As soon as Constantine was informed of the murder of his father, and that a rebel had assumed the purple in Sicily, he hastened thither in person to avenge his death, and extinguish the rebellion. To satisfy his vengeance, the patrician Justinian, a man of high character, compromised in the rebellion, was treated with great severity, and his son Germanus with a degree of inhumanity that would have been recorded by the clergy against Constans as an instance of the grossest barbarity. The return of the emperor to Constantinople was signalised by a singular sedition of the troops in Asia Minor. They marched towards the capital, and having encamped on the Asiatic shores of the Bosporus, demanded that Constantine should admit his two brothers, on whom he had conferred the rank of augustus, to an equal share in the public administration, in order that the Holy Trinity in heaven, which governs the spiritual world, might be represented by a human trinity, to govern the political empire of the Christians. The very proposal is a proof of the complete supremacy of the civil over the ecclesiastical authority, in the eyes of the people, and the strongest evidence, that in the public opinion of the age the emperor was regarded as the head of the church. Such reasoning as the rebels used could be rebutted by no arguments, and Constantine had energy enough to hang the leaders of the sedition, and sufficient moderation not to molest his brothers. But several years later, either from increased suspicions or from some intrigues on their part, he deprived them of the rank of augustus, and condemned them to have their noses cut off (681 A.D.). Theophanes[d] says that the brothers of Constantine IV lost their noses in 669, but were not deprived of the imperial title until 681.
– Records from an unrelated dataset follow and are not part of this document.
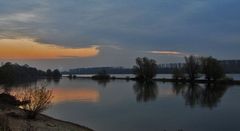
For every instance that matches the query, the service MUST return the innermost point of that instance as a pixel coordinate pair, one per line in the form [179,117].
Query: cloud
[28,49]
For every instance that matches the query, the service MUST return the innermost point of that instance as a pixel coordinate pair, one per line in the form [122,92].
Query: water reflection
[208,95]
[72,94]
[103,82]
[145,91]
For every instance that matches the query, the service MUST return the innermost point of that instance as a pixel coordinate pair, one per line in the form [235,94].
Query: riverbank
[13,119]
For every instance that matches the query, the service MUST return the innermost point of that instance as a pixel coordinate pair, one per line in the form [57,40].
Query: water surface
[121,105]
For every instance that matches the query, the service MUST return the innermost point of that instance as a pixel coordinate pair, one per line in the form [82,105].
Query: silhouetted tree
[146,69]
[49,73]
[102,75]
[13,72]
[211,68]
[39,99]
[192,67]
[178,74]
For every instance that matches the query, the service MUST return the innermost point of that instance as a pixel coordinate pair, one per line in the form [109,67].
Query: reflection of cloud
[70,94]
[168,53]
[29,49]
[165,92]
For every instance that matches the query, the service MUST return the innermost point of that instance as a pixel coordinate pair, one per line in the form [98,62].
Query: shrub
[39,100]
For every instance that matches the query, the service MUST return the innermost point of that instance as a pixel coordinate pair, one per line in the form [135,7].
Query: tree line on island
[194,68]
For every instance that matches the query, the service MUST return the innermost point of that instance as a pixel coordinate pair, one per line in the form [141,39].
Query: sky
[68,34]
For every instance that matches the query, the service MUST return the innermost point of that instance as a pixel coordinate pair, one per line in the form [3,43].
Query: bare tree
[39,98]
[192,67]
[145,69]
[211,68]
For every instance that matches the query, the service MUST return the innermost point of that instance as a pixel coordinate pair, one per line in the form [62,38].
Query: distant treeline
[14,72]
[229,66]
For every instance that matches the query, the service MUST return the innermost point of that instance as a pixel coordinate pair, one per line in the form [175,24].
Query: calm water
[234,76]
[129,106]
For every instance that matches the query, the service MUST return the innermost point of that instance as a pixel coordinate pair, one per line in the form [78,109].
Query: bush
[39,100]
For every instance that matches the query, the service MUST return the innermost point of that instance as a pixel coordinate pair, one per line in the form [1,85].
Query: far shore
[200,81]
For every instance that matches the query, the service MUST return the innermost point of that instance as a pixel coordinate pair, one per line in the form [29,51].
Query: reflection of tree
[205,96]
[145,91]
[103,82]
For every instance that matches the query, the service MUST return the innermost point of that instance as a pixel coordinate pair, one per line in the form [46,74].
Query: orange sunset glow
[30,49]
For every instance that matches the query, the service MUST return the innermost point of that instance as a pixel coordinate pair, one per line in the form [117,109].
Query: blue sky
[165,30]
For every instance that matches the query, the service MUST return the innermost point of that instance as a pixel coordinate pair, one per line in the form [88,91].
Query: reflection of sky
[118,109]
[61,95]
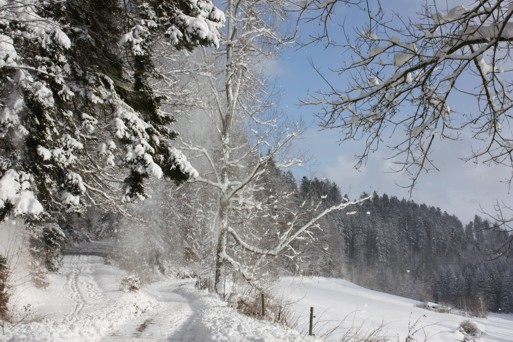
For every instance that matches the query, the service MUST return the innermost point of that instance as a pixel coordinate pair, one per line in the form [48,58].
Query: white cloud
[460,188]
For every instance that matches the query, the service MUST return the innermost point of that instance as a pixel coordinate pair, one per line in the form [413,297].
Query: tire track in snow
[72,285]
[82,288]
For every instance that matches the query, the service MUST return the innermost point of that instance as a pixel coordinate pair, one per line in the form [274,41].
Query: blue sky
[459,188]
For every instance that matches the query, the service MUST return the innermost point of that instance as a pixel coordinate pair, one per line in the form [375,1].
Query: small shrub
[39,276]
[475,307]
[275,310]
[470,330]
[130,283]
[4,294]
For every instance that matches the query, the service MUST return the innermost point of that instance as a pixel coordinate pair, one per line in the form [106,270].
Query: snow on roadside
[84,302]
[215,321]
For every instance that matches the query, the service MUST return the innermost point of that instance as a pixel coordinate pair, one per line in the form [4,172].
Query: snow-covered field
[84,302]
[343,308]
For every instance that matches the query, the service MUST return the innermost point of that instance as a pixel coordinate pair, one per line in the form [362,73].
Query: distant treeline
[409,249]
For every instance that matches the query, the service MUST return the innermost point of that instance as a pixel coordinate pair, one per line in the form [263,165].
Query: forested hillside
[401,247]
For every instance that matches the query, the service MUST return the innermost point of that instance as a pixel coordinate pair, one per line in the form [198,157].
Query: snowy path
[84,302]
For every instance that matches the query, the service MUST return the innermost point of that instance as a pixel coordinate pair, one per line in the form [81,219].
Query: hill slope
[343,308]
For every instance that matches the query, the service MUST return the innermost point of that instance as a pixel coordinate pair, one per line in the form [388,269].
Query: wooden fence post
[310,327]
[263,305]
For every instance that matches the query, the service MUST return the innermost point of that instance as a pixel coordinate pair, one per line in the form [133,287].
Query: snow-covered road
[84,302]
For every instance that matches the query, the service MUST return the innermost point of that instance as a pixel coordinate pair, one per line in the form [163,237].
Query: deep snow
[339,303]
[84,302]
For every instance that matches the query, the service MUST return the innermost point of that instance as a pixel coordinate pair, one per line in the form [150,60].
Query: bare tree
[410,82]
[247,136]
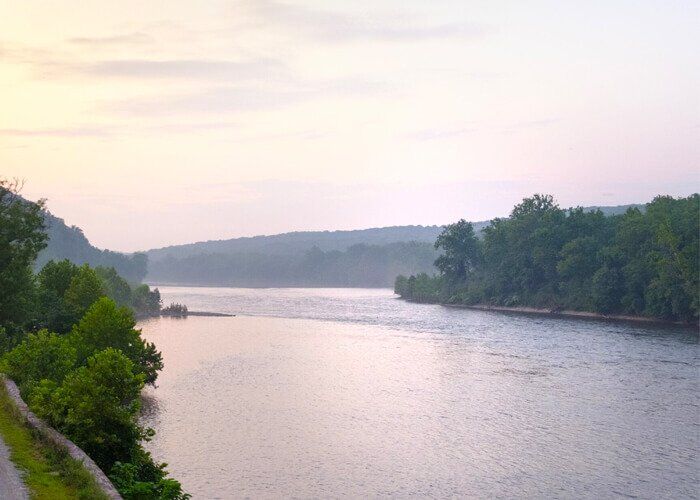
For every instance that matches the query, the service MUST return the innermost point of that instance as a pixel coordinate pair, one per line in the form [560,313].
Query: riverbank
[565,313]
[48,469]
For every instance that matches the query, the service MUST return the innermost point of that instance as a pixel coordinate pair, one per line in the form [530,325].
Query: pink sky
[209,120]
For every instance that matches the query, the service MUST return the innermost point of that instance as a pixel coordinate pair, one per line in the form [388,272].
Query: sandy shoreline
[571,314]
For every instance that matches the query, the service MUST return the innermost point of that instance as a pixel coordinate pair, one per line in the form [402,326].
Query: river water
[353,393]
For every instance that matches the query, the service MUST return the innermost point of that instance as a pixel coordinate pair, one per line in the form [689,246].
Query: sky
[155,123]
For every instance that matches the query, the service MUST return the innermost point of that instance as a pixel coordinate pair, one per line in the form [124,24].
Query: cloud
[101,131]
[215,70]
[228,99]
[135,38]
[56,132]
[433,134]
[334,26]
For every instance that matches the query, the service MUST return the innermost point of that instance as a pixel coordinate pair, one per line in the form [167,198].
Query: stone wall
[60,441]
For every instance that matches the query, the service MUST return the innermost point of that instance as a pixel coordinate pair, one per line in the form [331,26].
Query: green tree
[54,279]
[95,407]
[40,356]
[22,236]
[107,326]
[461,251]
[85,288]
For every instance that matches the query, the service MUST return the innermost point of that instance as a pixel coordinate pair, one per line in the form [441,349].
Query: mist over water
[351,392]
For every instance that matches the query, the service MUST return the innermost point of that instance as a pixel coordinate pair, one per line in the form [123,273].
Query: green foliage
[69,242]
[40,356]
[127,479]
[359,265]
[462,251]
[643,262]
[107,326]
[21,238]
[87,383]
[49,473]
[84,289]
[95,406]
[54,280]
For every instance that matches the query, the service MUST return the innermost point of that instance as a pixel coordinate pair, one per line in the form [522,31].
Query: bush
[40,356]
[95,407]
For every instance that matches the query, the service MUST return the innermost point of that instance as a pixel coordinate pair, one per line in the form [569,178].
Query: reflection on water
[327,393]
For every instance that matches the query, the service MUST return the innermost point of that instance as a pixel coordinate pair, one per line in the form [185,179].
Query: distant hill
[69,242]
[365,257]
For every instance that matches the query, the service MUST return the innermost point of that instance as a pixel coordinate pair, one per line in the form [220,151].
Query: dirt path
[11,485]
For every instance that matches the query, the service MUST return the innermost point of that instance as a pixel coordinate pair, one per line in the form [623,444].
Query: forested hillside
[361,258]
[69,242]
[358,266]
[643,262]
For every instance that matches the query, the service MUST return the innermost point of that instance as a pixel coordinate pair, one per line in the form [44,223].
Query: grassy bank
[49,473]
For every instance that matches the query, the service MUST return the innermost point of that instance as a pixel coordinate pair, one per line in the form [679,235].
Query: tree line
[643,262]
[68,338]
[69,242]
[359,265]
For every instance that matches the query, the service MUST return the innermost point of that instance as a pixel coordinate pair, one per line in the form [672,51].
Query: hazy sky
[151,123]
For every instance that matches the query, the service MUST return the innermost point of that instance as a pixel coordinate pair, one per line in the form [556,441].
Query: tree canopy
[643,262]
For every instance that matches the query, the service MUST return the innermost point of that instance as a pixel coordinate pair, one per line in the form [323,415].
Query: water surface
[351,392]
SARACEN WARS AND SIEGE OF CONSTANTINOPLE (672 A.D.)
[672-678 A.D.]
The great object of the imperial policy at this period was to oppose the progress of the Mohammedans. Constans had succeeded in arresting their conquests, but Constantine soon found that they would give the empire no rest unless he could secure it by his victories. He had hardly quitted Sicily to return to Constantinople, before an Arab expedition from Alexandria invaded the island and stormed the city of Syracuse, and, after plundering the treasures accumulated by Constans, immediately abandoned the place. In Africa the war was continued with various success, but the Christians were not long left without any succours from Constantine, while Moawyah supplied the Saracens with strong reinforcements. In spite of the courage and enthusiasm of the Mohammedans, the native Christian population maintained their ground with firmness, and carried on the war with such vigour that in the year 676 a native African leader, who commanded the united forces of the Romans and Berbers, captured the newly founded city of Kairowan, which at a subsequent period became renowned as the capital of the Fatimite caliphs.
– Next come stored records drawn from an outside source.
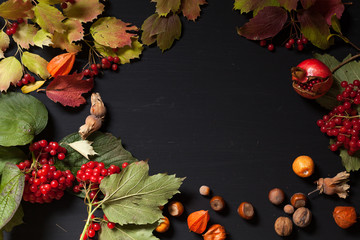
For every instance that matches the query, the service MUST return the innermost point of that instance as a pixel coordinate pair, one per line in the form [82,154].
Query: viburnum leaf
[25,34]
[4,43]
[191,8]
[109,151]
[84,10]
[134,197]
[49,18]
[267,23]
[84,148]
[246,6]
[42,38]
[22,117]
[67,89]
[10,72]
[163,7]
[130,231]
[35,64]
[112,32]
[14,9]
[11,190]
[314,28]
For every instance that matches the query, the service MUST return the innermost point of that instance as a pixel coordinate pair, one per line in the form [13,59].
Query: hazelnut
[302,217]
[283,226]
[246,210]
[175,209]
[276,196]
[217,203]
[289,209]
[204,190]
[298,200]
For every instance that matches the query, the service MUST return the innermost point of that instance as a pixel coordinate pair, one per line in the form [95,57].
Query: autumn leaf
[112,32]
[267,23]
[14,9]
[4,43]
[25,34]
[49,18]
[84,10]
[163,7]
[10,72]
[191,8]
[67,89]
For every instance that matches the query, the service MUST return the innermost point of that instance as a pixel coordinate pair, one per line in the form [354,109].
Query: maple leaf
[84,10]
[112,32]
[67,89]
[191,9]
[49,18]
[10,72]
[14,9]
[4,43]
[25,34]
[163,7]
[267,23]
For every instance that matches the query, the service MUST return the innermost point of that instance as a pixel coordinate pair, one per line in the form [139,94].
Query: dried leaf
[191,8]
[84,10]
[67,89]
[112,32]
[267,23]
[84,148]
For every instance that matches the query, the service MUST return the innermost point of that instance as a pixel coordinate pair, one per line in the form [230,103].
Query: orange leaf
[61,64]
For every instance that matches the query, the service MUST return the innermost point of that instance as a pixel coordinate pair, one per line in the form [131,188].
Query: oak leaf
[191,9]
[67,89]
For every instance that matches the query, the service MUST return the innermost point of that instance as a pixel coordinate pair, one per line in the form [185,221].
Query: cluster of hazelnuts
[301,216]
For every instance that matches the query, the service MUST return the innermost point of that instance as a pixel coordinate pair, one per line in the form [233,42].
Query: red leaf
[267,23]
[67,89]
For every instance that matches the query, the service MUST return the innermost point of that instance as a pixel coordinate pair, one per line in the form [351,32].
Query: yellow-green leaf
[10,72]
[35,64]
[32,86]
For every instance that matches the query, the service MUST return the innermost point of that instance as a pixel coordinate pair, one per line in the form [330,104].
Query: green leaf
[112,32]
[11,190]
[22,117]
[35,64]
[49,18]
[109,149]
[134,197]
[10,154]
[128,232]
[10,72]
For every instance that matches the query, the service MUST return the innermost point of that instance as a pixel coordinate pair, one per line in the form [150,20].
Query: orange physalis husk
[197,221]
[61,64]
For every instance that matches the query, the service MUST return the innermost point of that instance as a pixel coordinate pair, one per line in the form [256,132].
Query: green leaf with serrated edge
[164,7]
[11,190]
[84,10]
[109,149]
[10,72]
[134,197]
[128,232]
[10,154]
[14,9]
[25,34]
[35,64]
[4,43]
[42,38]
[49,18]
[314,28]
[112,32]
[22,117]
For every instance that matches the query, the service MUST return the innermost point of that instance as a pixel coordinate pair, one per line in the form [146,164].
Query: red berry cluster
[343,122]
[43,182]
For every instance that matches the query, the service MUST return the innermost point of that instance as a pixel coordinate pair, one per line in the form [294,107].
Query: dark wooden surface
[218,109]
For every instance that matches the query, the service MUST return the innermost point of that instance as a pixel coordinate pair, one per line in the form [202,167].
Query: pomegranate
[311,78]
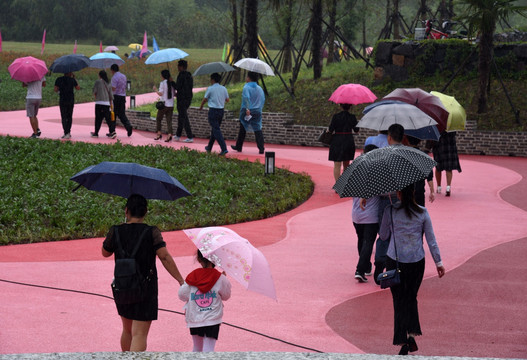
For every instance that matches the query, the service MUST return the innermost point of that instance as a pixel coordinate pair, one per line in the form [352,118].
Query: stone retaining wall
[278,128]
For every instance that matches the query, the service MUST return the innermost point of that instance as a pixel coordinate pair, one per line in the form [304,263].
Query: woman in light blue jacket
[403,224]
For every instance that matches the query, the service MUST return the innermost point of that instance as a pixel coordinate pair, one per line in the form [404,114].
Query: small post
[269,162]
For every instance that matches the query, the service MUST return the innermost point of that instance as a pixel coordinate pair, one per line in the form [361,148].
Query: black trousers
[103,112]
[119,107]
[404,295]
[66,114]
[183,121]
[258,135]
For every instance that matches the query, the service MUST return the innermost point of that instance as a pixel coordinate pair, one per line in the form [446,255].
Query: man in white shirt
[33,100]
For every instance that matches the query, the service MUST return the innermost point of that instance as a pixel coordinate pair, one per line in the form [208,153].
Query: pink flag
[43,42]
[145,46]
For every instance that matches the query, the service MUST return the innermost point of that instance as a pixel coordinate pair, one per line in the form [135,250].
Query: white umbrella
[381,117]
[255,65]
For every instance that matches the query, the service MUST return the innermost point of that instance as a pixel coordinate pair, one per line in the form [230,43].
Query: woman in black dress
[138,317]
[342,148]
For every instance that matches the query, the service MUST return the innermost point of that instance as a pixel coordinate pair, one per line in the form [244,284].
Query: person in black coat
[342,148]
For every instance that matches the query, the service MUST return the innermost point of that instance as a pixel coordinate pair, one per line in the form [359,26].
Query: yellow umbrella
[457,117]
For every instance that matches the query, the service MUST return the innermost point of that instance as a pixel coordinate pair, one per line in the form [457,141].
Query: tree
[482,16]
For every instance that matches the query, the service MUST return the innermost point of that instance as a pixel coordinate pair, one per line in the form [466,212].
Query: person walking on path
[395,138]
[216,96]
[403,226]
[253,100]
[204,291]
[137,317]
[184,86]
[446,156]
[102,91]
[119,97]
[342,148]
[365,217]
[33,100]
[65,85]
[166,91]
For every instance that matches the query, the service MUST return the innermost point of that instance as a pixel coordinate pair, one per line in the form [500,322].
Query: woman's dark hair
[408,201]
[137,205]
[203,260]
[104,76]
[166,75]
[216,77]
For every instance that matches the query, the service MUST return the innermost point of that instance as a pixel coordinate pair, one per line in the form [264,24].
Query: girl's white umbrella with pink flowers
[236,256]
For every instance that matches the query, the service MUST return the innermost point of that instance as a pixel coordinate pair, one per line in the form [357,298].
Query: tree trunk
[251,27]
[395,15]
[484,67]
[331,38]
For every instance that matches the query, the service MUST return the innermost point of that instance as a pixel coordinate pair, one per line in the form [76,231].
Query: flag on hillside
[43,42]
[145,46]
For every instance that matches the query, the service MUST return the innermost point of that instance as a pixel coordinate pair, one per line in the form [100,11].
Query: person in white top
[166,92]
[204,291]
[33,100]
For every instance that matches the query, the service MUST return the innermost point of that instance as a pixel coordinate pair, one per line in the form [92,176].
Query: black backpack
[129,286]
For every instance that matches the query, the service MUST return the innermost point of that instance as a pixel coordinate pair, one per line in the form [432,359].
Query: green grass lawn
[38,203]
Saracenic metal work Brazier
The ambition of the caliph Moawyah induced him to aspire at the conquest of the Roman Empire; and the military organisation of the Arabian power, which enabled the caliph to direct the whole resources of his dominions to any single object of conquest, seemed to promise success to the enterprise. A powerful expedition was sent to besiege Constantinople. The time required for the preparation of such an armament did not enable the Saracens to arrive at the Bosporus without passing a winter on the coast of Asia Minor; and on their arrival in the spring of the year 672, they found that the emperor had made every preparation for defence. Their forces, however, were so numerous that they were sufficient to invest Constantinople by sea and land. The troops occupied the whole of the land side of the triangle on which the city is constructed, while the fleet effectually blockaded the port.
The Saracens failed in all their assaults, both by sea and land; but the Romans, instead of celebrating their own valour and discipline, attributed their success principally to the use of the Greek fire, which was invented shortly before this siege, and was first used on this occasion. The military art had declined during the preceding century, as rapidly as every other branch of national culture; and the resources of the mighty empire of the Arabs were so limited by the ignorance and bad administration of its rulers, that the caliph was unable to maintain his forces before Constantinople during the winter. The Saracen army was nevertheless enabled to collect sufficient supplies at Cyzicus to make that place a winter station, while their powerful fleet commanded the Hellespont and secured their communications with Syria. When spring returned, the fleet again transported the army to encamp under the walls of Constantinople. This strange mode of besieging cities, unattempted since the times the Dorians had invaded Peloponnesus, was continued for seven years; but in this warfare the Saracens suffered far more severely than the Romans, and were at last compelled to abandon their enterprise.
The land forces tried to effect their retreat through Asia Minor, but were entirely cut off in the attempt; and a tempest destroyed the greater part of their fleet off the coast of Pamphylia. During the time that this great body of his forces was employed against Constantinople, Moawyah sent a division of his troops to invade Crete, which had been visited by a Saracen army in 651. The island was now compelled to pay tribute, but the inhabitants were treated with great mildness, as it was the policy of the caliph at this time to conciliate the good opinion of the Christians by his liberal government, in order to pave the way for future conquests. Moawyah carried his religious tolerance so far as to rebuild the church of Edessa at the intercession of his Christian subjects.
The destruction of the Saracen expedition against Constantinople, and the advantage which the mountaineers of Lebanon had contrived to take of the absence of the Arab troops, by carrying their incursions into the plains of Syria, convinced Moawyah of the necessity of peace. The hardy mountaineers of Lebanon, called Mardaites, had been increased in numbers, and supplied with wealth, in consequence of the retreat into their country of a mass of native Syrians who had fled before the Arabs. They consisted chiefly of melchites and monothelites, and on that account they had adhered to the cause of the Roman Empire when the monophysites joined the Saracens. Their Syrian origin renders it probable that they were ancestors of the Maronites, though the desire of some Maronite historians to show that their countrymen were always perfectly orthodox has perplexed a question which of itself was by no means of easy solution. The political state of the empire required peace; and the orthodox Constantine did not feel personally inclined to run any risk in order to protect the monothelite mardaites. Peace was concluded between the emperor and the caliph in the year 678, Moawyah consenting to pay the Romans annually three thousand pounds of gold, fifty slaves, and fifty Arabian horses. It appears strange that a prince, possessing the power and resources at the command of Moawyah, should submit to these conditions; but the fact proves that policy, not pride, was the rule of the caliph’s conduct, and that the advancement of his real power, and of the spiritual interests of the Mohammedan religion, were of more consequence in his eyes than any notions of earthly dignity.